En connaisseuse de l’univers si personnel de Bashung (elle avait travaillé sur l'album Fantaisie militaire en 1998), Edith Fambuena s’est enfermée dans son studio pendant quinze jours, afin de s’adonner à une sorte de séance de spiritisme dont le but était ne surtout pas trahir l’esprit de l’interprète de Vertige de l’amour. Et la première marque de respect de l’album, celle qui frappe d’emblée l’auditeur, c’est la manière dont la voix est mixée, à savoir particulièrement en avant par rapport à la musique. Ainsi, on retrouve avec plaisir l’interprétation si personnelle de Bashung, comme ses décalages rythmiques (« Mortels mortels » dans Immortels, écrite par Dominique A), et surtout ses inflexions à la fois déglinguées, attachantes et tendrement viriles.
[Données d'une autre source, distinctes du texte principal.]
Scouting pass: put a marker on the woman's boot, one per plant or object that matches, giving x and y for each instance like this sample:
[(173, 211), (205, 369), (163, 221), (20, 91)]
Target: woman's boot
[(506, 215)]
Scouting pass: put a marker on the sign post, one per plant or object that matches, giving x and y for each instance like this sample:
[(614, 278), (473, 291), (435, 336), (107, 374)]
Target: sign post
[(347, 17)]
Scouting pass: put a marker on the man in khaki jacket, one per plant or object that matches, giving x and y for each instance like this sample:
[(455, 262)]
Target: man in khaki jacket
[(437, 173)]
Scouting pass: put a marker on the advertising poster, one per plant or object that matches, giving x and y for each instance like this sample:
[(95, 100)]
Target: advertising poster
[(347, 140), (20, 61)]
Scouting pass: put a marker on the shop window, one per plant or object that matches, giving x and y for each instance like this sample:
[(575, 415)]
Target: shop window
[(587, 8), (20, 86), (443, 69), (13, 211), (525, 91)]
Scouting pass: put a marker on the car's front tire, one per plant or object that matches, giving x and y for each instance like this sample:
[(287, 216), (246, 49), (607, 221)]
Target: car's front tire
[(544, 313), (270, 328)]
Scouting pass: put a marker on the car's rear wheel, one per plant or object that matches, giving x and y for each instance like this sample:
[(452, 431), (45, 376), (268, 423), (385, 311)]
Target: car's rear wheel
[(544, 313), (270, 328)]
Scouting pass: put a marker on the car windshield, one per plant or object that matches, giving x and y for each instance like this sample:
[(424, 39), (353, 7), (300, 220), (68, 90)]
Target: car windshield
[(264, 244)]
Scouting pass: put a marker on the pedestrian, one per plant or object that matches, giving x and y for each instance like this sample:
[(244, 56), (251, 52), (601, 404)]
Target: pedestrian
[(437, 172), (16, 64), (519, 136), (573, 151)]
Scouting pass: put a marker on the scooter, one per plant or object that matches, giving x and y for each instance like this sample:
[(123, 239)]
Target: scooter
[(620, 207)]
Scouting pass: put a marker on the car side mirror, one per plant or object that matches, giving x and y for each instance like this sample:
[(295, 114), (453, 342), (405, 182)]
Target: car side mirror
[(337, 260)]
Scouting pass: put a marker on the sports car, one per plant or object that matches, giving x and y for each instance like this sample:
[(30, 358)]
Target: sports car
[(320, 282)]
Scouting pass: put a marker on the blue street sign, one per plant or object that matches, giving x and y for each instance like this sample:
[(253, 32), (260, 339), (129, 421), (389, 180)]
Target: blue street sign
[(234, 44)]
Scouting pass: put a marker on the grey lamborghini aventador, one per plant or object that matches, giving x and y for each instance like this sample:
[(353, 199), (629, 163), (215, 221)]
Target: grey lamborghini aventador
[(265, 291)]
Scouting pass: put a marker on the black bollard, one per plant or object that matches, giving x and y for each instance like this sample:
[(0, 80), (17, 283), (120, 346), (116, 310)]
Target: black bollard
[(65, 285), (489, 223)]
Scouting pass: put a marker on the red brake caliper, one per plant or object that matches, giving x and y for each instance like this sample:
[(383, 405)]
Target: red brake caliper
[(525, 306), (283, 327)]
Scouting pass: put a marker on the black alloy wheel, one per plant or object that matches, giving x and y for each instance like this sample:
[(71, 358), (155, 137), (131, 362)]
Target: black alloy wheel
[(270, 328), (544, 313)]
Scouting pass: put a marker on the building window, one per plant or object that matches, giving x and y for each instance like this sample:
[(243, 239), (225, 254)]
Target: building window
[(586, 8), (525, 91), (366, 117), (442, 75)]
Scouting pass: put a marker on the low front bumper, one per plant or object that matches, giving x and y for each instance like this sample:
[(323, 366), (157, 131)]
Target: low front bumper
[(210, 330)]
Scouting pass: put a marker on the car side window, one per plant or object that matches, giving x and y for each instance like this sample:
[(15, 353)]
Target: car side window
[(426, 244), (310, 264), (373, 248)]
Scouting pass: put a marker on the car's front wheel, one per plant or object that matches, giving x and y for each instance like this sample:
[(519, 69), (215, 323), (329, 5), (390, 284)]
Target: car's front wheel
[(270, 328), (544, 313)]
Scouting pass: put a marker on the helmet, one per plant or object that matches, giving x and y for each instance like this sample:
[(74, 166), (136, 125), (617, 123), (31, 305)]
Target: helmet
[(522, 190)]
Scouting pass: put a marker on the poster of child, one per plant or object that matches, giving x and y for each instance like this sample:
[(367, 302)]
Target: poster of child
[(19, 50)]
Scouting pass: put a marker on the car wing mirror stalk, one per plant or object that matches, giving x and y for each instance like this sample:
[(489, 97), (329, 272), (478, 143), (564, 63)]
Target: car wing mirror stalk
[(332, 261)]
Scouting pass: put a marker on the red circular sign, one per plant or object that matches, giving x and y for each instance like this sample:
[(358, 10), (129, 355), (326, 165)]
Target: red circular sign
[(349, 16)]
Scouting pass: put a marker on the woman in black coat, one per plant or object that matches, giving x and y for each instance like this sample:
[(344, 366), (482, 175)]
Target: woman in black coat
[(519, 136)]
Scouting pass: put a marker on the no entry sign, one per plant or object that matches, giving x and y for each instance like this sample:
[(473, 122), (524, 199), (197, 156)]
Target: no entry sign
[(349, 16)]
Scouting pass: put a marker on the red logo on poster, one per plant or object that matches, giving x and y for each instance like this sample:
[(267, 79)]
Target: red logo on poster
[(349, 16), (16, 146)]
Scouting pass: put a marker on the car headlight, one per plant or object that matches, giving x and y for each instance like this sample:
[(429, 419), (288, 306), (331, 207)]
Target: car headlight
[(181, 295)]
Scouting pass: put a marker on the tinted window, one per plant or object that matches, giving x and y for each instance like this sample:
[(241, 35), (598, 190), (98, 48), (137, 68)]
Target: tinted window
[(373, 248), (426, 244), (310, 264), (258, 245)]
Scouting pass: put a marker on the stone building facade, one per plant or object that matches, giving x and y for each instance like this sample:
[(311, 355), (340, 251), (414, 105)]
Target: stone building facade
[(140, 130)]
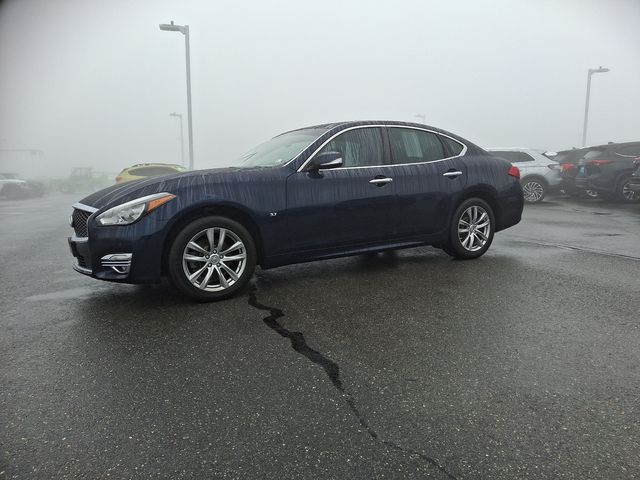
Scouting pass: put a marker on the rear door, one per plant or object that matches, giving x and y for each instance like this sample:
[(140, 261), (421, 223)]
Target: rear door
[(427, 173), (347, 206)]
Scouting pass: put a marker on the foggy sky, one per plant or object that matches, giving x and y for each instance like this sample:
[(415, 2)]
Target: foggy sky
[(92, 82)]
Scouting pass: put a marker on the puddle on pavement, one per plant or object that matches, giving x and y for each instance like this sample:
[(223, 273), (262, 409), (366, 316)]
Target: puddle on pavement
[(62, 294)]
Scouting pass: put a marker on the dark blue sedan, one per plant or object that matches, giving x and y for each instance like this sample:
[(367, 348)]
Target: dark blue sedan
[(319, 192)]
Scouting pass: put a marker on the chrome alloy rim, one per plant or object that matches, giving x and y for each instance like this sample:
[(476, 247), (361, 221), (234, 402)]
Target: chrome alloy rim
[(474, 227), (214, 259), (533, 191), (630, 194)]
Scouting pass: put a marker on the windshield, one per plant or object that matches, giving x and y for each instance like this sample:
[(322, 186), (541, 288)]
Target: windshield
[(279, 150)]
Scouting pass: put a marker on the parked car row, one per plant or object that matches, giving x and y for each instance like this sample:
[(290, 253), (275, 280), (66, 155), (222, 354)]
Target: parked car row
[(13, 187), (605, 171)]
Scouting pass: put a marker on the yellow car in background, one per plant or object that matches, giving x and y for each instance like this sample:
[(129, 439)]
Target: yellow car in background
[(146, 170)]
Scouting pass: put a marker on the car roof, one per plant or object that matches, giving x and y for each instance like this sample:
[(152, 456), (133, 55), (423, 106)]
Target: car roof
[(356, 123), (516, 149), (155, 165)]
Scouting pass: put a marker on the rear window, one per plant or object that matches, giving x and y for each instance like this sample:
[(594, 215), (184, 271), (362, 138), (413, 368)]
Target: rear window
[(513, 157), (593, 154), (628, 151), (152, 171)]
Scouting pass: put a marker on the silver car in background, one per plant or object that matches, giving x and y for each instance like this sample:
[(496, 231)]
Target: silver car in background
[(539, 174)]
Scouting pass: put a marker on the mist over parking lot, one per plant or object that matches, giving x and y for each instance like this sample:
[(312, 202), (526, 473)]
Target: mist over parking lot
[(397, 338), (92, 84)]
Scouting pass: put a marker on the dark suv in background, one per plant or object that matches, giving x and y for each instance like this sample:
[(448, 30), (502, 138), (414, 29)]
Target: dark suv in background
[(607, 169)]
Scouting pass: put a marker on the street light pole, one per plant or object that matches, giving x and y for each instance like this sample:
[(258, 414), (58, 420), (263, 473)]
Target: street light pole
[(179, 115), (184, 29), (586, 104)]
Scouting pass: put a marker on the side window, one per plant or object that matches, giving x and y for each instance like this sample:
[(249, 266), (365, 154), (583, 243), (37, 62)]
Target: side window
[(361, 147), (414, 146), (454, 147)]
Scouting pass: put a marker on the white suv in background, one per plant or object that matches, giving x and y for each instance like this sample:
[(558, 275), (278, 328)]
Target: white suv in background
[(539, 175)]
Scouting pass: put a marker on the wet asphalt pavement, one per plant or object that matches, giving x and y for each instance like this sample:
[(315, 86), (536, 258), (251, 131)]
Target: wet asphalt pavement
[(522, 364)]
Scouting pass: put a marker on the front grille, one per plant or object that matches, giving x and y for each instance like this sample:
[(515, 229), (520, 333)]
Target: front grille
[(80, 218)]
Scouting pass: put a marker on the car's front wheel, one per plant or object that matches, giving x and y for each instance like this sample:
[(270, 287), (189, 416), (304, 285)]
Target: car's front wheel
[(472, 228), (211, 258)]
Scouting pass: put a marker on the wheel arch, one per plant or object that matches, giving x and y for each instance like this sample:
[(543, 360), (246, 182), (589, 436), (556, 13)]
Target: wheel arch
[(484, 192), (535, 176), (230, 211)]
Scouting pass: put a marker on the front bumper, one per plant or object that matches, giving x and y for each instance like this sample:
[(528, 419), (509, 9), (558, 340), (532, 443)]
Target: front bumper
[(127, 254), (634, 184)]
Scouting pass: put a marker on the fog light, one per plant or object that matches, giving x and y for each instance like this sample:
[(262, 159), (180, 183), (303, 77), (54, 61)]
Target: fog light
[(118, 262)]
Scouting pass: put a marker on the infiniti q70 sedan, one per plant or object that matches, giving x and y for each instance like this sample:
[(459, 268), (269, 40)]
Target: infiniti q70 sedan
[(319, 192)]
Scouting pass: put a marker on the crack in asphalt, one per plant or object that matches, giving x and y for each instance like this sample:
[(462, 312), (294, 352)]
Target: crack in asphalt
[(521, 239), (332, 369)]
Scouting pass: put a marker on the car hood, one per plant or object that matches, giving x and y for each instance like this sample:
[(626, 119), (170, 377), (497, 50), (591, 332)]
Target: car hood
[(123, 192)]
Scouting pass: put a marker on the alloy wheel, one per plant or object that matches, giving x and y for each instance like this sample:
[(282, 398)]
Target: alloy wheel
[(214, 259), (533, 191), (474, 228), (629, 194)]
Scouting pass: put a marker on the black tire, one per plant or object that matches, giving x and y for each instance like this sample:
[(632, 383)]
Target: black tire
[(213, 265), (455, 246), (534, 189), (624, 195)]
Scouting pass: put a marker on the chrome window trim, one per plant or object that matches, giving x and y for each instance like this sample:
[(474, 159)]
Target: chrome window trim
[(462, 152), (86, 208)]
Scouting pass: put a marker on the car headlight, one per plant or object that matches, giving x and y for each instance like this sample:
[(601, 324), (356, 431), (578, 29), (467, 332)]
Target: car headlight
[(132, 211)]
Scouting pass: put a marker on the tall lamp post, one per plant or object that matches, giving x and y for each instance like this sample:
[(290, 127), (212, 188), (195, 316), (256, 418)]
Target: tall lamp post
[(184, 29), (586, 104), (179, 115)]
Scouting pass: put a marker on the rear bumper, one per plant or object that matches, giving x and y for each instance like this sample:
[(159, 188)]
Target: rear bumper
[(510, 208), (592, 183)]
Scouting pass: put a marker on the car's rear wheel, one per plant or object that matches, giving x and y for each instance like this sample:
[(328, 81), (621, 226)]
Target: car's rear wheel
[(624, 194), (534, 190), (472, 228), (211, 258)]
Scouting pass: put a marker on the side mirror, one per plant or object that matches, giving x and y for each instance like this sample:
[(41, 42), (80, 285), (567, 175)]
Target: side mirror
[(326, 161)]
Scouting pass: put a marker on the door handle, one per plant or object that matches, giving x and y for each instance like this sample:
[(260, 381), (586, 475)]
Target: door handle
[(381, 182)]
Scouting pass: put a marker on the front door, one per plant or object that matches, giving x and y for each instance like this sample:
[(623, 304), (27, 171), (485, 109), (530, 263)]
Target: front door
[(347, 206)]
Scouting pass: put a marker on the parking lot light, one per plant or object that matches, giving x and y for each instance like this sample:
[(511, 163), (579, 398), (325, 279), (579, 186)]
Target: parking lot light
[(586, 105), (184, 29)]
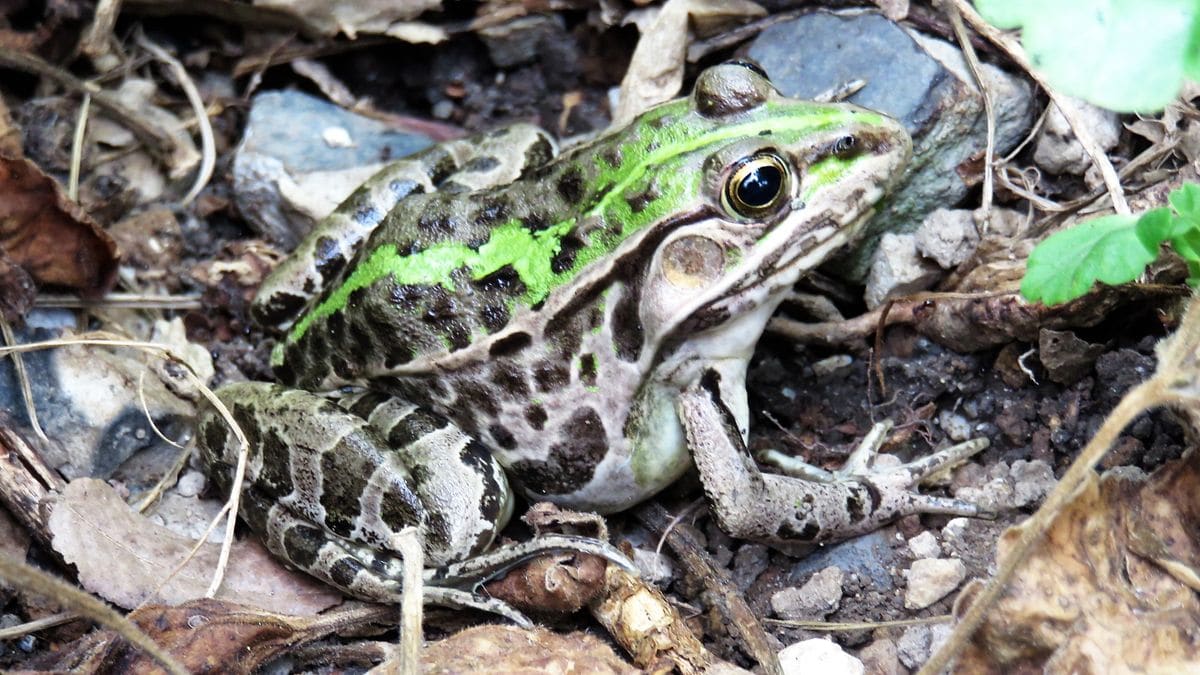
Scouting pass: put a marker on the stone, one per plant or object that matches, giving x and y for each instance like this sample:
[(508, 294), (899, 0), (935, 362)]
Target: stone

Sélectionnées par sa veuve Chloé Mons, les chansons ont été écrites sur mesure pour Bashung par une flopée d’auteurs-compositeurs qui ont aussi la caractéristique d’être, pour la plupart, des interprètes de renom : Dominique A, donc, mais aussi Daniel Darc (Elle me dit les mêmes mots), Doriand (Nos Âmes à l’abri), Michael Furnon de Mickey 3D (Montevideo), ou encore Raphaël (Les Salines). Bien qu’ils viennent d’horizons très différents, ils ont su, chacun à leur manière, pénétrer l’univers à la fois sombre et poétique de Bashung. Et comme souvent chez ce dernier, ce sont différentes ambiances musicales qui parsèment l’album : du rock’n’roll pur jus (Ma peau va te plaire #2) jusqu’à la ballade blues rock fatiguée (Elle me dit les mêmes mots), en passant par le folk mélancolique (Seul le chien) et le rock « christique » (les chœurs de Nos Âmes à l’abri).

Mais surtout, ce second album posthume d'Alain Bashung après L’Homme à tête de chou en 2011 se caractérise par une sérénité bouleversante, comme l’attestent les splendides guitares de La Mariée des roseaux. Comme si Fambuena s’était donnée comme consigne essentielle de laisser le mort reposer en paix, malgré tout.